PARADIGMÁTICO. Castillo escribe cuentos, sistemas cerrados, y no meros relatos en los que no se pasa del recorte arbitrario de una situación, elogió Cortázar. ELGRANOTRO.COM PARADIGMÁTICO. "Castillo escribe cuentos, sistemas cerrados, y no meros relatos en los que no se pasa del recorte arbitrario de una situación", elogió Cortázar. ELGRANOTRO.COM
28 Octubre 2012

COMPILACIÓN

CUENTOS COMPLETOS

ABELARDO CASTILLO

(Alfaguara - Buenos Aires)

Él estaba cumpliendo el Servicio Militar Obligatorio. Y ese 24 de diciembre iba a tener que celebrar con nadie, porque el cuartel estaba lo suficientemente lejos de su casa como para que pudiera viajar a pasar la Navidad con los suyos y regresar al día siguiente. El regimiento estaba casi vacío y su superior le dejó una botella de sarcasmo para que brindara. Lejos de condolerse por la solitaria velada que le esperaba al conscripto, le recomendó, de puro mal nacido nomás, que fuera a la ciudad, que tomara al primer borracho que encontrara, que lo invitara a cenar y que, tras hacerle pasar la noche más feliz de su vida, lo asesinara. Apenas se fue el milico, Abelardo Castillo tomó papel y lápiz y escribió ese relato terrible que forma parte de sus Cuentos completos, compilación excepcional que acaba de reeditar Alfaguara.

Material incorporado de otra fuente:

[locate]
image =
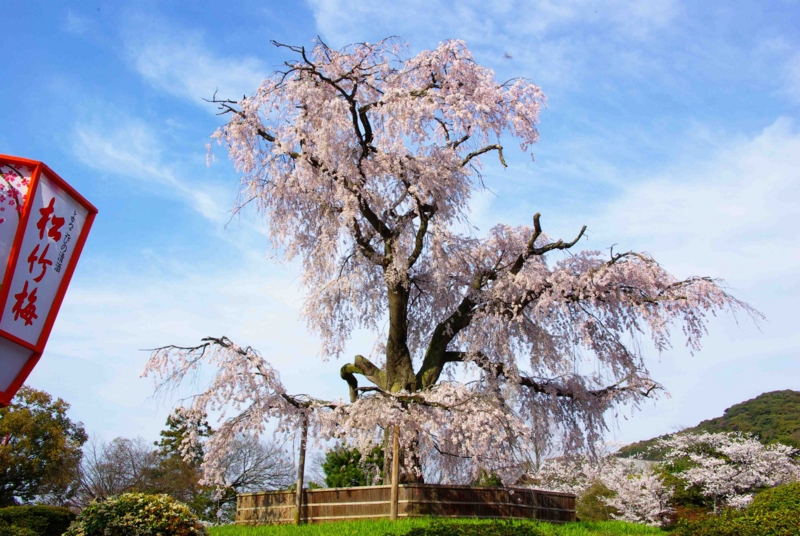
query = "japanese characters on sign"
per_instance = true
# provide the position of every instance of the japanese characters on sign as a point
(43, 225)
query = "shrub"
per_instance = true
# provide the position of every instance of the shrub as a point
(783, 497)
(137, 514)
(495, 528)
(737, 523)
(11, 530)
(592, 505)
(41, 520)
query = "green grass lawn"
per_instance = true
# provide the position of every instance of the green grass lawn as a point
(384, 527)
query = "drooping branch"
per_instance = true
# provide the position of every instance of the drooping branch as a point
(363, 366)
(493, 147)
(532, 250)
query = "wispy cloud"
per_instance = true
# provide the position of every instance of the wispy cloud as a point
(128, 148)
(556, 41)
(726, 215)
(482, 21)
(180, 63)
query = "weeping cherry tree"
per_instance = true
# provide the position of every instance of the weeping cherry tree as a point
(363, 162)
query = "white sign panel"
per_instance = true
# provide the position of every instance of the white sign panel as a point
(51, 233)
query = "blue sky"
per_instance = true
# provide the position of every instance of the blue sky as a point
(671, 128)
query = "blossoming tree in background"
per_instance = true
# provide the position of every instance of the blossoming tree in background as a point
(632, 489)
(730, 467)
(363, 162)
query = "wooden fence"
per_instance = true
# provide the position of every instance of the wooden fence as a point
(415, 500)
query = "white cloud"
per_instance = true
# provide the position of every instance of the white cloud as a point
(733, 215)
(728, 215)
(129, 148)
(791, 78)
(181, 64)
(484, 22)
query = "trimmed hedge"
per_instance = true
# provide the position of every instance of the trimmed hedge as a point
(41, 520)
(11, 530)
(736, 523)
(137, 514)
(497, 528)
(783, 497)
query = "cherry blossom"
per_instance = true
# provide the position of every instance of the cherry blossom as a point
(363, 162)
(729, 467)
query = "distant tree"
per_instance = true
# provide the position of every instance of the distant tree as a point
(344, 467)
(728, 468)
(177, 471)
(772, 417)
(120, 466)
(251, 465)
(40, 449)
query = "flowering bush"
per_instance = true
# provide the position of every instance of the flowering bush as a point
(784, 497)
(137, 514)
(635, 492)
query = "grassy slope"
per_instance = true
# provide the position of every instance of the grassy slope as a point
(773, 416)
(383, 527)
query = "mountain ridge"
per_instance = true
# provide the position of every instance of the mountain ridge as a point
(773, 416)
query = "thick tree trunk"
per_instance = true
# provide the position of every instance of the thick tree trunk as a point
(399, 368)
(395, 472)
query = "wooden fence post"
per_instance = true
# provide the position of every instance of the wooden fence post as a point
(301, 464)
(395, 473)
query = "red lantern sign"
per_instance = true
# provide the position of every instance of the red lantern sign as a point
(44, 223)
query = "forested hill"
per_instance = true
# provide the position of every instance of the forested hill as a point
(773, 417)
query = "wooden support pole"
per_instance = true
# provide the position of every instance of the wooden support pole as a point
(395, 473)
(301, 465)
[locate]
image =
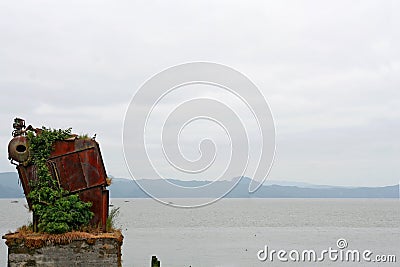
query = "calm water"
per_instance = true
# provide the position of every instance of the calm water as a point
(232, 231)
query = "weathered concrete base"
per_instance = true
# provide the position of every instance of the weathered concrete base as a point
(70, 249)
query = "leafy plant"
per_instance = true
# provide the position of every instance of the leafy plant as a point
(58, 211)
(111, 219)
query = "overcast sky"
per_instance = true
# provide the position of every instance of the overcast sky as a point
(330, 71)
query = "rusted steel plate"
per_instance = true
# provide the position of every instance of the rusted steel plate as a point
(78, 167)
(99, 199)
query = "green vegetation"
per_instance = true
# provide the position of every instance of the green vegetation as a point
(58, 211)
(111, 219)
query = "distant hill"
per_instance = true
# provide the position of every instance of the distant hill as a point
(126, 188)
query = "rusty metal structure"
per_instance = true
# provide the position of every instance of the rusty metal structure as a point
(76, 164)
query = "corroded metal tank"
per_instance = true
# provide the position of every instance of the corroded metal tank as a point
(76, 164)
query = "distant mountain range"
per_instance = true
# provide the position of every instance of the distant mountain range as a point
(126, 188)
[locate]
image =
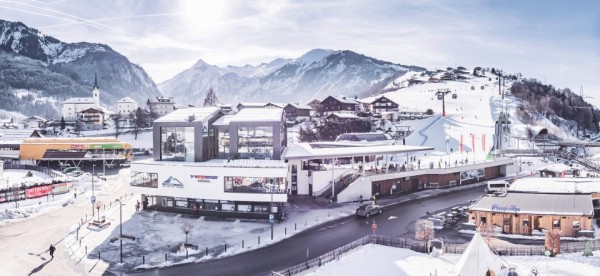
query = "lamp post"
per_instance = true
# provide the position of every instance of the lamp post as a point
(121, 228)
(271, 216)
(441, 94)
(93, 171)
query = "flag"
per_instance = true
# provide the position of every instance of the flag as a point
(483, 142)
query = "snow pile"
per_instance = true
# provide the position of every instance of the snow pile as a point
(382, 260)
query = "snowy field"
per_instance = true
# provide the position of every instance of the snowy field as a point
(374, 259)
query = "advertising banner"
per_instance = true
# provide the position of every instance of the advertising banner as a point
(60, 188)
(34, 192)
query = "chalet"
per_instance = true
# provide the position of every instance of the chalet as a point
(242, 106)
(338, 105)
(274, 105)
(126, 106)
(342, 117)
(92, 119)
(296, 112)
(34, 122)
(160, 106)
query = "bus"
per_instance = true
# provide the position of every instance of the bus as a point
(495, 187)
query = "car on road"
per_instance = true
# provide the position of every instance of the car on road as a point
(101, 176)
(366, 210)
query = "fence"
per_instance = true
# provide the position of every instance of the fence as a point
(421, 246)
(48, 171)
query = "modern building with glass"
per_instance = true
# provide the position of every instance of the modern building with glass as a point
(208, 163)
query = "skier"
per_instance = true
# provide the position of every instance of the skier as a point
(51, 249)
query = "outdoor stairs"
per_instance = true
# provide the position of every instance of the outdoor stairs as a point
(340, 184)
(593, 166)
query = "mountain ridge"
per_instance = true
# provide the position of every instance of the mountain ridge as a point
(315, 74)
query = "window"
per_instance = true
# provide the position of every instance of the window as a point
(266, 185)
(143, 179)
(255, 142)
(177, 144)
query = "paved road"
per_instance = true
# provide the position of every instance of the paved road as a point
(320, 239)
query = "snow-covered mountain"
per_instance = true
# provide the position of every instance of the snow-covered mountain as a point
(314, 75)
(25, 49)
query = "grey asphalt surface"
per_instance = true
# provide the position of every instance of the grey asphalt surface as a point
(399, 213)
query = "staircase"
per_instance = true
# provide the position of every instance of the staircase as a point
(592, 166)
(340, 184)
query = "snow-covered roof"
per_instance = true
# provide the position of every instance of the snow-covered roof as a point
(537, 203)
(238, 163)
(299, 106)
(250, 104)
(344, 116)
(305, 151)
(556, 185)
(258, 115)
(200, 114)
(557, 168)
(80, 100)
(126, 100)
(35, 118)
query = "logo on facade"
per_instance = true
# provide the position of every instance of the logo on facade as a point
(204, 178)
(505, 208)
(172, 182)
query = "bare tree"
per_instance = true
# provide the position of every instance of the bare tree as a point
(552, 242)
(186, 227)
(424, 230)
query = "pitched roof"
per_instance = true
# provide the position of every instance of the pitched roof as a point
(258, 115)
(199, 114)
(537, 203)
(126, 100)
(79, 100)
(299, 106)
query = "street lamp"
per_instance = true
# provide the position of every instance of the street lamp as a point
(121, 228)
(441, 93)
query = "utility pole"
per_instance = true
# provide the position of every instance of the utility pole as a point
(441, 94)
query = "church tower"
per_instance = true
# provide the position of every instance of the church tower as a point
(96, 91)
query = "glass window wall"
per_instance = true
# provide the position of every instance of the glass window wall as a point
(223, 137)
(143, 179)
(177, 144)
(266, 185)
(255, 142)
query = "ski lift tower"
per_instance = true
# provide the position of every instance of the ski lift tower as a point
(441, 93)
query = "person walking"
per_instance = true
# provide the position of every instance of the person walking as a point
(51, 249)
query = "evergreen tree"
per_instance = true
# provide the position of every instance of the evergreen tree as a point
(211, 98)
(63, 124)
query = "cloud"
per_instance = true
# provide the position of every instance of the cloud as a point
(552, 40)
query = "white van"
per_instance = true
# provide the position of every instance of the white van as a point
(499, 186)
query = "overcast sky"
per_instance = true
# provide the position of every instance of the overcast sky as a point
(553, 41)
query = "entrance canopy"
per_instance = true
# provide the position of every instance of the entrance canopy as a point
(333, 150)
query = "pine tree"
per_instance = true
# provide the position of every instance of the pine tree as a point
(63, 124)
(211, 98)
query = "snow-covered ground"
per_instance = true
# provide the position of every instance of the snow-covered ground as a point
(382, 260)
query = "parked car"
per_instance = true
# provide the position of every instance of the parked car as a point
(366, 210)
(101, 176)
(75, 173)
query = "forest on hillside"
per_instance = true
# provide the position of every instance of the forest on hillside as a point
(554, 103)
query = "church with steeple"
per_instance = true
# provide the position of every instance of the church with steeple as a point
(73, 107)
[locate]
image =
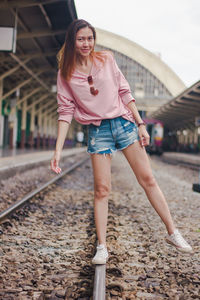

El director de la mítica Ornitorrinco, primera revista literaria de la resistencia cultural durante la última dictadura, rememoró hace años esa vivencia en una entrevista, cuya lectura recordé hace cinco años frente a la vidriera que tenía entre las Novedades ese volumen. Entonces, presentaba un significativo escarabajo de oro caminando por su tapa. En esta cuarta edición, el libro que acaba de publicarse exhibe la estética propia de la colección Obra reunida, en la cual se han publicado recientemente, también, los cuentos (completos, reunidos o seleccionados) de William Faulkner, Julio Cortázar, Hebe Uhart, Marguerite Yourcenar, Vladimir Nabokov, Juan Carlos Oneti y Rodolfo Fogwill, entre otros. Pero mantiene intacta su crueldad. Porque la crueldad es la que hilvana el rosario de historias del mayor cuentista vivo de la Argentina.

Fronteras de realidad
¿Qué es la crueldad? No es un marido que levanta un hacha sobre la cama en la que duerme plácidamente su esposa, bien dispuesto a matarla, sino lo que sigue al hecho de que ese hombre se arrepienta. Crueldad es que ella, en adelante, duerma cada noche tranquila, y hasta sintiéndose segura, con el tipo que estuvo a un movimiento de ultimarla. Las panteras y el templo es, entonces, sólo una de las muestras de lo que la inspiradora crueldad hace escribir a Castillo.

De hecho, el título de su segunda obra, nada menos que Cuentos crueles (1966), es el que más acabadamente ensarta las creaciones del autor de El Evangelio según Van Hutten, que nació en San Pedro, Buenos Aires, en 1935.

Crueles son los hombres, como los que protagonizan La madre de Ernesto, cuando quieren disfrutar de la indignidad de ella. O como el señor Sprach, cuando habló a sus compañeros de trabajo para anunciarles que todos debían morir. O como el amigo de Hernán, en El marica. O como el señor Milman (que no era Milman) con su hijo (que sí era su hijo), en Macabeo. O como Anselmo Arana con el nicoleño al que le quito la hombría y la mujer a fuerza de golpizas.

Cruel es la vida con Laura, en Capítulo para Laucha. Y con los hermanos Iglesias, corajudos y peronistas, en Los muertos de Piedras Negras. Y con Marcial Palma, un compadrito linchado a mano limpia por un cajetilla. Y con el hombre que quiere arreglar Una estufa para Matías Goldoni. Y con los soldados que están En el cruce. Y con el que vive al lado de ese enorme edificio blanco, lleno de gente que no ve, y que todo el tiempo golpea las paredes.

Ellas, ellos, él
Crueles son las mujeres, como Virginia, que un día ya no volvió, y como María Fernanda, que usa el recuerdo de la otra como verdades que son sablazos, en Los ritos. Como Erika de los pájaros, con ella misma y con su hombre de pies ensangrentados. Como la mujer del Patrón, con él, con don Antenor, que la buscó para tener ese hijo que tan perramente quiso. Como Asumpta con su hermano, aquella vez, cuando él volvió, en La que espera.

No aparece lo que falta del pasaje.